Вяткина увидела: Курочкин сердился. Подумала: «Не лишнего ли наговорила?» Она опустила голову.
— Стоит появиться статье в газете — звонки, звонки… Видите ли, им не нравится то и это.
— Газета вообще беспокойное дело, вроде как на углях сидишь. — Курочкин исподлобья поглядывает на Вяткину.
— Не подумай, что я жалуюсь. Звонит один и спрашивает: «Почему в статьях не упоминается социалистический реализм?» Как будто мы в каждой статье должны отвешивать поклоны этому социалистическому реализму.
Курочкин думал: «Дело не в этом, не ясен этот принцип. Может, выдумали его, а у меня должна голова болеть. Ты начнешь этим принципом щеголять, тот же читатель, глядь, тебе и скажет: «Это, брат, пережиток». И так можешь влипнуть, и по-другому можешь влипнуть».
— Мы молчим, и все тут. Кто же может придраться?

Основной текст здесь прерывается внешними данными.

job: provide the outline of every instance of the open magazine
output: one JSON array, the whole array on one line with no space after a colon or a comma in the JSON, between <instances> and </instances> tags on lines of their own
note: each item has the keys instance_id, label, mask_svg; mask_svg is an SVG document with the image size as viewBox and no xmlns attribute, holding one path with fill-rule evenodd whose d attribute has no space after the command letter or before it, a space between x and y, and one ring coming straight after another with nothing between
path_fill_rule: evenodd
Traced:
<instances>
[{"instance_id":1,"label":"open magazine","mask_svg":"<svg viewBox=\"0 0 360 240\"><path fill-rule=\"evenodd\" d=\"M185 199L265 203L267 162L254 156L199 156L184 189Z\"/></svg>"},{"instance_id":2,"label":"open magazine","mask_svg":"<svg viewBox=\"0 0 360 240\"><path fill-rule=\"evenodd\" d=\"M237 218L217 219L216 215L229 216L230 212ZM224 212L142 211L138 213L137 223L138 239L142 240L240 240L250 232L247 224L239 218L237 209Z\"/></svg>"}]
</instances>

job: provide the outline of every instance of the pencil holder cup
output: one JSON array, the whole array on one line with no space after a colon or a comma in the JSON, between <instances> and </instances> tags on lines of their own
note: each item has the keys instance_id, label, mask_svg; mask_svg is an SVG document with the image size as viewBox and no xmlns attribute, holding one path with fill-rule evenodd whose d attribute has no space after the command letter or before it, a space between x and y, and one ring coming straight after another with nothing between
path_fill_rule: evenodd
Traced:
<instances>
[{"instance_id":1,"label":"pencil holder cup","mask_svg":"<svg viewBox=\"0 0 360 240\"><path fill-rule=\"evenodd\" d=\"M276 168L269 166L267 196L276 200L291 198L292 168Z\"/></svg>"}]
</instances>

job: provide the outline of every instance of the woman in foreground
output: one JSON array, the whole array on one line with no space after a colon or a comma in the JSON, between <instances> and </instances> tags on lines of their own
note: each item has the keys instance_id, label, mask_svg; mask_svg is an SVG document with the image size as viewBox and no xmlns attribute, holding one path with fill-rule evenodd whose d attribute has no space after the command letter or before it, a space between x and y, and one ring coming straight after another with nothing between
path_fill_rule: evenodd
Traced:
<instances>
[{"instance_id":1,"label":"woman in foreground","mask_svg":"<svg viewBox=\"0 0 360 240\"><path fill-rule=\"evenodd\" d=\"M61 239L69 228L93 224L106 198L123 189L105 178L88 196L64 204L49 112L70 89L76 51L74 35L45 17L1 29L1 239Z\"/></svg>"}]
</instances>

— Говорю тебе, придираются.
— А криминала нет.
— И Сверстников придирается.
Вяткина шла домой расстроенная. Она злилась на Сверстникова, злилась на себя за то, что не удержалась и кое-что приврала Курочкину. Она знала, что Курочкин ее не выдаст, но сама себя терзала: «Это же клевета… Как это все у меня сорвалось с языка?»
Разговор со Сверстниковым был, конечно, неприятным. Шла Вяткина к нему с хорошим чувством, а он встретил ее сердито, она раздумала сказать ему что-то доброе — будто сквозняком выдуло все тепло из сердца.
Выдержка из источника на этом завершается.